With the increase in knowledge about the anatomy and physiology of the second brain, novel interpretations concerning its function were hypothesized. This led to the writing of books and articles to divulge the concept that we have an extension of our brain inside our gut that sometimes works in a manner that was not envisaged before. For example, Scientific American 2010 published an article entitled “Think Twice: How the Gut’s “Second Brain” Influences Mood and Well-Being” describing “The emerging and surprising view of how the enteric nervous system in our bellies goes far beyond

just processing the food, we eat”. On the other side of the Atlantic, BBC news in 2012 published an article by Michael Mosley, entitled “The second brain in our stomachs”, which states that, “… new research is revealing the surprising ways in which our guts exert control over our mood and appetite”.

Apart from the number of articles and books published on the subject, researchers in the fields of psychiatry, neurology and development look seriously into the function of the second brain to elucidate the pathogenesis of diseases that, until recently, were supposed to be diseases of the brain inside our heads. For example, a scientific article published in 2010 by researchers in psychiatry in the authoritative journal “Brain Behavior and Immunity” (2010 Jan; 24(1):9-16) and aptly entitled “Mood and gut feelings”, concludes stating that “It may be that we need to change the focus from the brain and look at the role of the gut in what has traditionally been thought of as brain-based disorders”.

According to another review on the subject:

“The concept that the gut and the brain are closely connected, and that this interaction plays an important part not only in gastrointestinal function but also in certain feeling states and in intuitive decision making, is deeply rooted in our language. Recent neurobiological insights into this gut-brain crosstalk have revealed a complex, bidirectional communication system that not only ensures the proper maintenance of gastrointestinal homeostasis and digestion but is likely to have multiple effects on effect, motivation, and higher cognitive functions, including intuitive decision-making.

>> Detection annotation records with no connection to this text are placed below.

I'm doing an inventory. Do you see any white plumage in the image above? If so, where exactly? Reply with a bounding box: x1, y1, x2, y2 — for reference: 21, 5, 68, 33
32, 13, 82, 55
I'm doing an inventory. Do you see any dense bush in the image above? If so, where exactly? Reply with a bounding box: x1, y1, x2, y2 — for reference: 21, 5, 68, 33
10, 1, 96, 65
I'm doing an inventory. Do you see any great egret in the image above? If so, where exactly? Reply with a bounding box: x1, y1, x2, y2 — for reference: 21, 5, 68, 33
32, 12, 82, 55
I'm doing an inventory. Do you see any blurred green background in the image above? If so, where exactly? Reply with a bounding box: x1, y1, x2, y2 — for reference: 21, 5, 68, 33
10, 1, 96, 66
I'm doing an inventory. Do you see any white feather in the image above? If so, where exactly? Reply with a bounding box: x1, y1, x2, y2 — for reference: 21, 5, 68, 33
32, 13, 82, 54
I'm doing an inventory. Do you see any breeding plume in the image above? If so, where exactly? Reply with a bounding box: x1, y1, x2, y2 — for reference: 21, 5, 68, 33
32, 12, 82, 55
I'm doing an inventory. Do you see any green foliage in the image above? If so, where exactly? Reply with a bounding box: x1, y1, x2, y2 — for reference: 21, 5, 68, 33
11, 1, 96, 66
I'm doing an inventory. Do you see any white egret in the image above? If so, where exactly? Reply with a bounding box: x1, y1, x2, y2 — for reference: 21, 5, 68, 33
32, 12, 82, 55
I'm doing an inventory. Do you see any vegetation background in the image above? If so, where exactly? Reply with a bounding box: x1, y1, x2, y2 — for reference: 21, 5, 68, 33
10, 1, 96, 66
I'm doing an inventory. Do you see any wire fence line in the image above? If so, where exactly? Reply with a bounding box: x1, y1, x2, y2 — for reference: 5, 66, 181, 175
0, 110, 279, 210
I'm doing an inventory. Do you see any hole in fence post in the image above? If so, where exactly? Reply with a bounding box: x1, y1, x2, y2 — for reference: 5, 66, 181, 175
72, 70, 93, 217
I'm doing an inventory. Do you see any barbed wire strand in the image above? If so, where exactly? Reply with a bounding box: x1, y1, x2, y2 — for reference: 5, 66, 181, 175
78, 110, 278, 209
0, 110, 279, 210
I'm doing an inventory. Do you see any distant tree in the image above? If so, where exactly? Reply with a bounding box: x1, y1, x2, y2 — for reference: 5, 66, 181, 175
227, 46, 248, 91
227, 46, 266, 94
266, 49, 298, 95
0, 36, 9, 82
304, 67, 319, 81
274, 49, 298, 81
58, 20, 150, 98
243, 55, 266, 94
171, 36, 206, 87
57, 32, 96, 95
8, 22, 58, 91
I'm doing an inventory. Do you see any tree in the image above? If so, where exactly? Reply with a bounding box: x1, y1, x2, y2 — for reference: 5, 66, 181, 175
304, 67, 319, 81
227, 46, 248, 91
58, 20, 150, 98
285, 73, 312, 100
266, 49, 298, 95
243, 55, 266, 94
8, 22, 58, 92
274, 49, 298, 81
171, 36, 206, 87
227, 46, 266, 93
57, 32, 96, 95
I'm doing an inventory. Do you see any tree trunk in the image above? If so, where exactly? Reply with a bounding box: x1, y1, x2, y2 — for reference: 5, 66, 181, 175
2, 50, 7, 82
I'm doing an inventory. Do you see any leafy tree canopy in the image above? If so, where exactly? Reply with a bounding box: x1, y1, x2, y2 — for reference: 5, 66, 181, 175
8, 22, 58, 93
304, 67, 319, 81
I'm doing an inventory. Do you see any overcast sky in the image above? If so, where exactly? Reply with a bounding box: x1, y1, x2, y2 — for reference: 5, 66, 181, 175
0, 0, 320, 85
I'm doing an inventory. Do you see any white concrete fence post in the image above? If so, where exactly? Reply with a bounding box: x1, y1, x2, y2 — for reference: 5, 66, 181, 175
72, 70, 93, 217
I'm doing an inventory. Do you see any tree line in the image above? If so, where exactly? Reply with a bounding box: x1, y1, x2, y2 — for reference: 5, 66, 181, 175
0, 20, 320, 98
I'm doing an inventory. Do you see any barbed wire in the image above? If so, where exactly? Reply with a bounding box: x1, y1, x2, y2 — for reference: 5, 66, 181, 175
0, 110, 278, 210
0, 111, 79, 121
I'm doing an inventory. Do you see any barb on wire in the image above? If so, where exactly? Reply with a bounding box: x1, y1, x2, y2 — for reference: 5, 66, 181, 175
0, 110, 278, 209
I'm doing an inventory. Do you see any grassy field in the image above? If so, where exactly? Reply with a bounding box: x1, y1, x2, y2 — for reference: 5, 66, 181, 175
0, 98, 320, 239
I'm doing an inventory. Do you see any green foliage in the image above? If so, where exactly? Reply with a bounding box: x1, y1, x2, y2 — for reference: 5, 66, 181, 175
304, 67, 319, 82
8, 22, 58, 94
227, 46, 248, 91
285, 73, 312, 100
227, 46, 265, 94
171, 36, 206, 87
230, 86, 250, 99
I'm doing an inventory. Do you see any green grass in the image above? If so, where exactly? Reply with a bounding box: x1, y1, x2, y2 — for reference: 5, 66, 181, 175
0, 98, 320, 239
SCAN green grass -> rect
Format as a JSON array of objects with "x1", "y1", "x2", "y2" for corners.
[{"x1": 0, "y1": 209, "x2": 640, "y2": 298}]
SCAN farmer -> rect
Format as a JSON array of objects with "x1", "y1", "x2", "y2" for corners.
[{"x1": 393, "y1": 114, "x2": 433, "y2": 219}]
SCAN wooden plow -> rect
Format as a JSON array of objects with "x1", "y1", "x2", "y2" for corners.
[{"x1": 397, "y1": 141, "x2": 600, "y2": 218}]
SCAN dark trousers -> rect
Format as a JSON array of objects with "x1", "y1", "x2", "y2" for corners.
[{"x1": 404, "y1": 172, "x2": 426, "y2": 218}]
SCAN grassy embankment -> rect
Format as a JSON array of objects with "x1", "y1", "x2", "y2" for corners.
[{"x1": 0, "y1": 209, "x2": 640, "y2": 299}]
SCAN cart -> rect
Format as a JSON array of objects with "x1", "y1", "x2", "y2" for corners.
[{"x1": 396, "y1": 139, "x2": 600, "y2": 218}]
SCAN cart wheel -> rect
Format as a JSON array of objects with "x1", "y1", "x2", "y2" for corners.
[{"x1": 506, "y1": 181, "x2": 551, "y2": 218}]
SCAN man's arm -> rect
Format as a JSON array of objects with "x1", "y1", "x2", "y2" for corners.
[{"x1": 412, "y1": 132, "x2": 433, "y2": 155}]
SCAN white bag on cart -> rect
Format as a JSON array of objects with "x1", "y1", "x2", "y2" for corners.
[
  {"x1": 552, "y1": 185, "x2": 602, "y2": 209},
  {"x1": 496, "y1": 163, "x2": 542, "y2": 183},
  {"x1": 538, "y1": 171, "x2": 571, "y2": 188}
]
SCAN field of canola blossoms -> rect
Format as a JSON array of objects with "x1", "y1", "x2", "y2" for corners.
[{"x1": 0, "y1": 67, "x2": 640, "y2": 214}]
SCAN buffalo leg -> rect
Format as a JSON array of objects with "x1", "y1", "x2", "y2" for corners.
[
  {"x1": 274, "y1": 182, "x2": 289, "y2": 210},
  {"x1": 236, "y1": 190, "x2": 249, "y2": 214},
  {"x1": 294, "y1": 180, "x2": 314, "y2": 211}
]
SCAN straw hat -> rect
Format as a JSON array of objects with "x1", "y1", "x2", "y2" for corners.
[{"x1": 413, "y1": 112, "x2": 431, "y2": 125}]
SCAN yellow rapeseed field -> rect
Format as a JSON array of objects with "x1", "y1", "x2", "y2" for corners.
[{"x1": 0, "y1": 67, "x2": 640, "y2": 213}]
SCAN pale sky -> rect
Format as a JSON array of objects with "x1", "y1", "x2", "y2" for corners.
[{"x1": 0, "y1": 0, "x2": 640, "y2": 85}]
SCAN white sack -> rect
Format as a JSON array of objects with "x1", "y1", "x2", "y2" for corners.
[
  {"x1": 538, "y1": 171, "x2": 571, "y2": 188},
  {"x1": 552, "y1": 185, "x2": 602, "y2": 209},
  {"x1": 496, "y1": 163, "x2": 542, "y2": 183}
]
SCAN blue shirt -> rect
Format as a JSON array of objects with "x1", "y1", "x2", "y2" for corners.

Moreover, disturbances of this system have been implicated in a wide range of disorders, including functional and inflammatory gastrointestinal disorders, obesity and eating disorders”.2

Therefore, we may summarize that our brain is partly inside our skull and partly outside our heads, notably in the walls of the GI tract, and all the parts of our brain cooperate in our processes of thought. But this is only the tip of the iceberg. In fact, both the brain inside our head and in the GI tract are made of human neurons; that is, they are made of cells that pertain to the human part of our body and therefore can be aptly designated our “human brains.” The instructions for the functioning of those human neurons are encoded in our human DNA, which contains approximately 22,000 genes, many of which regulate the behavior of those neurons.

Those 22,000 human genes are only one-hundredth of the genes that are within our (not-so-) human body. In fact, altogether, the mass of commensal or symbiotic microbes in our body, the microbiota, according to the NIH Microbiome Project, contains more than 360 times the total genetic material contained in all the cells in the human body, and therefore we are forced to acknowledge the existence of a third brain that this time is not only an extension or another anatomical part of the brain inside our head but something completely different. It is a non-human brain that plays a role as important as the human brain in determining who we are and why we are doing what we are doing.